Si tratta di un grafico che ha avuto un incidente in moto, si maciullato una gamba, che ora è dodici centimetri più corta dell’altra, e che si sta facendo curare da un russo che allunga le ossa eccetera.
Che posso dirgli? Che c’ero prima io? Che io le gambe le ho entrambe ma non so come mantenere la famiglia? Chissà perché quando parlo delle mie condizioni nessuno mi prende mai sul serio. Forse dovrei fare un po’ di scena, piangere qualche lacrima, ma non sono il tipo.
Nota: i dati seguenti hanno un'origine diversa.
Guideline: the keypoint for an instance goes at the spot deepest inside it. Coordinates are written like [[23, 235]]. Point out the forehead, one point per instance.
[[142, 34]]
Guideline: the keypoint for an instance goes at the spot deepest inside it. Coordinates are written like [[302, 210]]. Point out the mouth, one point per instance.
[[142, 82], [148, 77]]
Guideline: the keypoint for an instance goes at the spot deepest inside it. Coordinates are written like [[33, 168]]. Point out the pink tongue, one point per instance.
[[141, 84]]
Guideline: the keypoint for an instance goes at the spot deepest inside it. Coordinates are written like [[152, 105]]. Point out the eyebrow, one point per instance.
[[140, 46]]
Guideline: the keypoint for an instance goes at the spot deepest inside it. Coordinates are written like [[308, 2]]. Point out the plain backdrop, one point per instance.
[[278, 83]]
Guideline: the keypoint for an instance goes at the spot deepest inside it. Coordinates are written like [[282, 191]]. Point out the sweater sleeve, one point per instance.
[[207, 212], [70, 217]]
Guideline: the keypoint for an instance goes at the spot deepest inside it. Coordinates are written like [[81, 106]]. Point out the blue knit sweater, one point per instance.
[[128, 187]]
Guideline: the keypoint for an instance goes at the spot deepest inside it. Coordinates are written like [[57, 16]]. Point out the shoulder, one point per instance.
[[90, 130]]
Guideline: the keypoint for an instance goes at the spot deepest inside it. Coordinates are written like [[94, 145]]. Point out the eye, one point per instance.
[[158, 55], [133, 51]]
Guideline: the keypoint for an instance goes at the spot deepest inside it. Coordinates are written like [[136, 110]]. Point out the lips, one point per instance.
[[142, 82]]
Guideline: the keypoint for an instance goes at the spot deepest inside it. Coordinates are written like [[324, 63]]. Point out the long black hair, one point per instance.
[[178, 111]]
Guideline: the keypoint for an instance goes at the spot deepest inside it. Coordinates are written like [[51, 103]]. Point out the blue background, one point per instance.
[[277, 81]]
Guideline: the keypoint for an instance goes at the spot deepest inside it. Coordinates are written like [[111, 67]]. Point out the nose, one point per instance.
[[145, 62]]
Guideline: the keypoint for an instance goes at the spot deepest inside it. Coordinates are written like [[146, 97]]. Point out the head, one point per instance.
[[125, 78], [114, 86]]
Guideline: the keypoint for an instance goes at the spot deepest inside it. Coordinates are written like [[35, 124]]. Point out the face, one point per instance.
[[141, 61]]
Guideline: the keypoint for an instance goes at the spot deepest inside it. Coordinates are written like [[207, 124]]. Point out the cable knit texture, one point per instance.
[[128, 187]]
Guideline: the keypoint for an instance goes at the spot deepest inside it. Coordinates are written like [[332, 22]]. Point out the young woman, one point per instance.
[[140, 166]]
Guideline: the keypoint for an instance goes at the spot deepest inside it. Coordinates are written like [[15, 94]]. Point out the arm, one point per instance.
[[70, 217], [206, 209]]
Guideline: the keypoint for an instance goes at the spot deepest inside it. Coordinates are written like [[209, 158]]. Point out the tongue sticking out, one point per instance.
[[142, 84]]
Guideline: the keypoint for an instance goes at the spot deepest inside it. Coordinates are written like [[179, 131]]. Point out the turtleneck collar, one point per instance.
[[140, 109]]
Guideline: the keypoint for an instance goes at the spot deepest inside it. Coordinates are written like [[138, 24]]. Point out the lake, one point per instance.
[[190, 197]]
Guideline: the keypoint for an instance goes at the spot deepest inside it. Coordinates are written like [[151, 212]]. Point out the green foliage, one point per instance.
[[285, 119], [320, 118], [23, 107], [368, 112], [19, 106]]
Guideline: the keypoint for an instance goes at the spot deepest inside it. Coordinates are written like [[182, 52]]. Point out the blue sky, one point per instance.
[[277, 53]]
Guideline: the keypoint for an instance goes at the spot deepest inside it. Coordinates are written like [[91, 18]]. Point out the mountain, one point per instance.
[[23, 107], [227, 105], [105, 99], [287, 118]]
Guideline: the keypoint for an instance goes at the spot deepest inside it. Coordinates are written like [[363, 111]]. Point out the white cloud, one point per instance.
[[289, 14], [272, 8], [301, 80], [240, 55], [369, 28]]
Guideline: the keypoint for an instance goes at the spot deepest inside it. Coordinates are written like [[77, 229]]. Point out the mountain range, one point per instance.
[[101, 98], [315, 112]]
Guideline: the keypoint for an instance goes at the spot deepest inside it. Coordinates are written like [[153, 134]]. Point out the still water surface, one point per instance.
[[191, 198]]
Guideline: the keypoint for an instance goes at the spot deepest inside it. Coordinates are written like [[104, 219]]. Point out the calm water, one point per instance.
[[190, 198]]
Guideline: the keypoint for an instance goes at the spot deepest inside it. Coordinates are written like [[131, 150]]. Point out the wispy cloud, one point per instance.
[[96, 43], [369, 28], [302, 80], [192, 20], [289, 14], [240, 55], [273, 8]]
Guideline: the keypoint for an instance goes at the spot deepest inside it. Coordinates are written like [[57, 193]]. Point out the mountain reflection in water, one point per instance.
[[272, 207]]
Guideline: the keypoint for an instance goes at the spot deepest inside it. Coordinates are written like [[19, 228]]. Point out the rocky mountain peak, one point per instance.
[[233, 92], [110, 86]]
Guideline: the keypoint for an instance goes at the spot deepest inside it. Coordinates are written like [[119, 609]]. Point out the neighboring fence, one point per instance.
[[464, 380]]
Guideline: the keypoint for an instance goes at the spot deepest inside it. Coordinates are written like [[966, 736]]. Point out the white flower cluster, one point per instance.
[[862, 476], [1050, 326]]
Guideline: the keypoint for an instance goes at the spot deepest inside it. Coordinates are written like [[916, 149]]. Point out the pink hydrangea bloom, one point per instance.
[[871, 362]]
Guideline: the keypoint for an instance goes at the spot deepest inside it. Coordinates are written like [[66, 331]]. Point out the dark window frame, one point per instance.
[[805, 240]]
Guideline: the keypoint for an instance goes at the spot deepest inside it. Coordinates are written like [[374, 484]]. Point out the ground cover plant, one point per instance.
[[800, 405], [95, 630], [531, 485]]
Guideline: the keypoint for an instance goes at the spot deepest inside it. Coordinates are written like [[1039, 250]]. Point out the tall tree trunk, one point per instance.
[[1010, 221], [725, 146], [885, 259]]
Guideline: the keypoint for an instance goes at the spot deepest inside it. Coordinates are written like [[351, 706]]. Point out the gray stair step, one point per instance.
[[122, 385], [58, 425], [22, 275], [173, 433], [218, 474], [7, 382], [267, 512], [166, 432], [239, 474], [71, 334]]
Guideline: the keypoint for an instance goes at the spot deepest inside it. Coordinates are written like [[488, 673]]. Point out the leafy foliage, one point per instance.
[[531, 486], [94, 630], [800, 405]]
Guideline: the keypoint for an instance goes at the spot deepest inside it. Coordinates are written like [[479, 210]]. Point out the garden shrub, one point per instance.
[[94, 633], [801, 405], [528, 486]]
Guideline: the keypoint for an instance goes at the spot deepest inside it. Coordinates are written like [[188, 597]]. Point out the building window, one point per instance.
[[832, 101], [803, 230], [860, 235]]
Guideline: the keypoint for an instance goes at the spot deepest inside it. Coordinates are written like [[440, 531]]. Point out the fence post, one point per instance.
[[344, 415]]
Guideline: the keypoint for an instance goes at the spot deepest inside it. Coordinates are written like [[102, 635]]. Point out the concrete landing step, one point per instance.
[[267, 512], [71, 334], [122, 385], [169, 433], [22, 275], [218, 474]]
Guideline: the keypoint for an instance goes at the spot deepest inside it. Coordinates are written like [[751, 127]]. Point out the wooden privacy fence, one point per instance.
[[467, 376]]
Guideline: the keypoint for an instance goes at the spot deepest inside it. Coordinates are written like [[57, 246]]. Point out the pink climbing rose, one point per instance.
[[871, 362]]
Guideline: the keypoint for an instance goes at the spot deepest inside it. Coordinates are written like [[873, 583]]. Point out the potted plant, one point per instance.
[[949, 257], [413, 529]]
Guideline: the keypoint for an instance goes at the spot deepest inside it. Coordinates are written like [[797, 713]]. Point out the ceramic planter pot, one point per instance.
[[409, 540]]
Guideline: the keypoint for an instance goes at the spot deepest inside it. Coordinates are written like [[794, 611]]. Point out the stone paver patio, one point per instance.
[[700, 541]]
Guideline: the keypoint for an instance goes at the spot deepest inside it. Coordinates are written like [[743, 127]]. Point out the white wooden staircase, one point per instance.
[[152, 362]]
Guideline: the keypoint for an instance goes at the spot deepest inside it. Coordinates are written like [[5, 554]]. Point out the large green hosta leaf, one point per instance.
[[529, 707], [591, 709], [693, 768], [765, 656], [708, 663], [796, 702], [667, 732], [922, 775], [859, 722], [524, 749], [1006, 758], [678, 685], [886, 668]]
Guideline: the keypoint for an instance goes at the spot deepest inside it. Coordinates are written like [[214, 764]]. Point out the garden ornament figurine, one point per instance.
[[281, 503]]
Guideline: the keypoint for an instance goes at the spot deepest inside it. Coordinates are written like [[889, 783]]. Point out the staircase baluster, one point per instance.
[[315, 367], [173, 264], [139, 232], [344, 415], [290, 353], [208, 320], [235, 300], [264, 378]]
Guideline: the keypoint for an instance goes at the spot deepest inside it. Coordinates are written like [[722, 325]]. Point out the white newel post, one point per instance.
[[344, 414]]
Mercoledì: salta fuori che il caso pietoso si è messo a fare il restyling da solo, e continua a sfornare rubriche, servizi e prove di copertina che l’ex direttore mi sottopone come se io potessi esserne felice. Questo, a casa mia, si chiama fare le scarpe a qualcuno. Che faremo poi sulla gerenza del giornale? Scriviamo che il restyling l’ha fatto lo zoppo e io mi limito a fare l’esecutore?
Stronzo io e la mia ingenuità, pensare che in fondo tutti hanno bisogno di lavorare, specialmente nei momenti di difficoltà, e scoprire che appena ti volti, quello a cui hai appena fatto del bene cerca di infilartelo nel culo. Davvero fantastico.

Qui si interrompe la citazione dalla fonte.